I have single cell RNA-seq reads (from 10x Chromium) that have already been pre-processed. The cell-bacode and UMI tag were cut-and-pasted to the header (via umi-tools) and low quality reads were removed. Next, I mapped the reads (with STAR) and isolated the reads from a gene of interest (via samtools). At the end of the day I want to genotype each cell for a specific gene, using the cell-barcode and UMI pair, and call variants.
How do I split the BAM file into separate BAM files based on the cell-barcode and UMI pair? In other words, I want a bam file of aligned reads with the same cell-barcode and UMI pair.
Thank you!
You really want your data split into hundreds of thousands of files?
There are only about 50 cell barcodes in my gene/region of interest. So it would be about 50-70 files.
I should clarify I used samtools to only grab the portion of the bam file with alignments to one gene.
Okay, so 50 cell barcodes times, 20 UMIs per sample? A thousand files, are you sure this is helpful? 10xgenomics software will tag every read with cell barcode and gene, why can't you make use of that?
Sorry for the late reply!

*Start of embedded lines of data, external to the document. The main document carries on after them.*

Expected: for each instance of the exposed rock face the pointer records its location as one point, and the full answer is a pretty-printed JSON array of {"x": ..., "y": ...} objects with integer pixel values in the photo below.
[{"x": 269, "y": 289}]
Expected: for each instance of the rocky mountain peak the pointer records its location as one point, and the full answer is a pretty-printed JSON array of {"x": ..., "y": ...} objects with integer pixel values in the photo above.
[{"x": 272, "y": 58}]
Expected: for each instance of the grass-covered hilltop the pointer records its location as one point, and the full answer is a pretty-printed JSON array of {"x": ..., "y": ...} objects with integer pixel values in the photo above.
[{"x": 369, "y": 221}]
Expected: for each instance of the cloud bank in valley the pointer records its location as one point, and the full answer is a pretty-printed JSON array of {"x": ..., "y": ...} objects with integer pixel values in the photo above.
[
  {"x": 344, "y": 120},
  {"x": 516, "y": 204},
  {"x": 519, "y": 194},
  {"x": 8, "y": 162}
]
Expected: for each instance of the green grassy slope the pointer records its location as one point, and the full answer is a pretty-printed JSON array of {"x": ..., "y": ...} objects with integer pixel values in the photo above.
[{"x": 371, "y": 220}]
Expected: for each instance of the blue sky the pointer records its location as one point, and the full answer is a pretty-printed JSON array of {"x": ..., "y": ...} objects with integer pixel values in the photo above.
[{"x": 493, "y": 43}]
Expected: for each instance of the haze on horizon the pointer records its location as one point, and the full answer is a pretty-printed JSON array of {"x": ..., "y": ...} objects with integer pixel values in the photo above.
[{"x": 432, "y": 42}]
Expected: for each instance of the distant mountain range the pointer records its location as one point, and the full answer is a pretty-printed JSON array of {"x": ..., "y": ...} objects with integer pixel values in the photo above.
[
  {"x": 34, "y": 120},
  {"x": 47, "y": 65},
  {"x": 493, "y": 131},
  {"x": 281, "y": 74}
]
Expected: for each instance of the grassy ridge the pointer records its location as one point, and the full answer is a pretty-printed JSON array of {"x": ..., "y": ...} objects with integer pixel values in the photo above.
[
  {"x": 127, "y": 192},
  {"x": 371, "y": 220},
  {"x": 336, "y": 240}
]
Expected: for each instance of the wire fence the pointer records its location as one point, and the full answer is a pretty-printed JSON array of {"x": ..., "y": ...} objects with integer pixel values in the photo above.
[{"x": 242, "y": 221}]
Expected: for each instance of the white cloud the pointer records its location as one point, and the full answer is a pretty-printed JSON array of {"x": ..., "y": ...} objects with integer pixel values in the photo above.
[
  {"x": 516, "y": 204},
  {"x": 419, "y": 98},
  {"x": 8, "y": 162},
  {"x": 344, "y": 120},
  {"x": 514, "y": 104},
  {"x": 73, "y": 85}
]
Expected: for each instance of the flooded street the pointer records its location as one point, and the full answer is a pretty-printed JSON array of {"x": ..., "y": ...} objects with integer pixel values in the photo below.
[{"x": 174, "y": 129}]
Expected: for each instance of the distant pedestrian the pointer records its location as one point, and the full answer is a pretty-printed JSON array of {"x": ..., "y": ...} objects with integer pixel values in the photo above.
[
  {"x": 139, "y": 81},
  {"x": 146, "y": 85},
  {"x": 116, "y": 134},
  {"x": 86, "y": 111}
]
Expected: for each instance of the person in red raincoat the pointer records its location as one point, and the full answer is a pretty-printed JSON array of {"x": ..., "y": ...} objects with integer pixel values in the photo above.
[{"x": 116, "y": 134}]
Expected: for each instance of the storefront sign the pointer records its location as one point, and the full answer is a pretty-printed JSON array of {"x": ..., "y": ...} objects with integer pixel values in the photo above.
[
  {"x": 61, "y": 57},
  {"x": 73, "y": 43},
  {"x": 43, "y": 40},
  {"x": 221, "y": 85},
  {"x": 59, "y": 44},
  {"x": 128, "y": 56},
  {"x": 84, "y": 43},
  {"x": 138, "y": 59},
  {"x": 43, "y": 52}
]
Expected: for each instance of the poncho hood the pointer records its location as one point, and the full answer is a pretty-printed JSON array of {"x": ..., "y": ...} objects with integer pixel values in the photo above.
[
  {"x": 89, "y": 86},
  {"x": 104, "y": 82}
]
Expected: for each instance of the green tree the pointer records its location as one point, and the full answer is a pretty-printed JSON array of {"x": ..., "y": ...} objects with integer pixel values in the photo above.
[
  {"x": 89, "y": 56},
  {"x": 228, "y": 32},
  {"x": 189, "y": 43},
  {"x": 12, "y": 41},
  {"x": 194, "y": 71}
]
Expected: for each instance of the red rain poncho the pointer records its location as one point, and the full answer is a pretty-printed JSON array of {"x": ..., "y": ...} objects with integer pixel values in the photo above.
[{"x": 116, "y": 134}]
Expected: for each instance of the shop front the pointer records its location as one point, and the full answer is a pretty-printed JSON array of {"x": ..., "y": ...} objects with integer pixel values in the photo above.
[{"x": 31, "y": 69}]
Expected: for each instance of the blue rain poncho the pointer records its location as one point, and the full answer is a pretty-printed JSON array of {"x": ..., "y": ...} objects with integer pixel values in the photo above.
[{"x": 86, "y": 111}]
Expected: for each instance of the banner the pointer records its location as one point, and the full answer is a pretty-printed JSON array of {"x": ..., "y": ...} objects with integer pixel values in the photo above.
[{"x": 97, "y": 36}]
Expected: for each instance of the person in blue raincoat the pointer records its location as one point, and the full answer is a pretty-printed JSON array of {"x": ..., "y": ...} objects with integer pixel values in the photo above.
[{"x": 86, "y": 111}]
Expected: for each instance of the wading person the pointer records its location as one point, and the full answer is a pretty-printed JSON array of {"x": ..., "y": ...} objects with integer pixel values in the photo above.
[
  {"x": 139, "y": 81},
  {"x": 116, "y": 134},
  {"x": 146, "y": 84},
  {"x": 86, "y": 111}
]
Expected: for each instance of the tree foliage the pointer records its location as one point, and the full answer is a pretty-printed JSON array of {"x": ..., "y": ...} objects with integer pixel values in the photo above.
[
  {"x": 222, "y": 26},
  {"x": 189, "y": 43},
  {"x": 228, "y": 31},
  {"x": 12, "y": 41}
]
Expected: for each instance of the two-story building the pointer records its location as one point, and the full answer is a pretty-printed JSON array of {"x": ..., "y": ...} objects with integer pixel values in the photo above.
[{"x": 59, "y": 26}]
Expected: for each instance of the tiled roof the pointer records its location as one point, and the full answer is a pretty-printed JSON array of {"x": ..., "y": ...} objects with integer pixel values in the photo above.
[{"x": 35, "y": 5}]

I am using the 10x cell barcode tags, they are now placed in the read headers. I cut out the tags because I do not want misalignments caused by the cell barcode and UMI tags.
Are you sure that your UMIs are in the read, and not in read 2? Why isn't the software 10xGenomics makes appropriate for what you are doing?
Did you find a solution for this? I have also generated R2.fastq files tagged with the cell-barcode and UMI (using UMI tools) and mapped the reads (with STAR). The resulting bam files contain the cell barcode in the alignments and I would like to split the alignments for the different cells to perform variant calling. Thanks!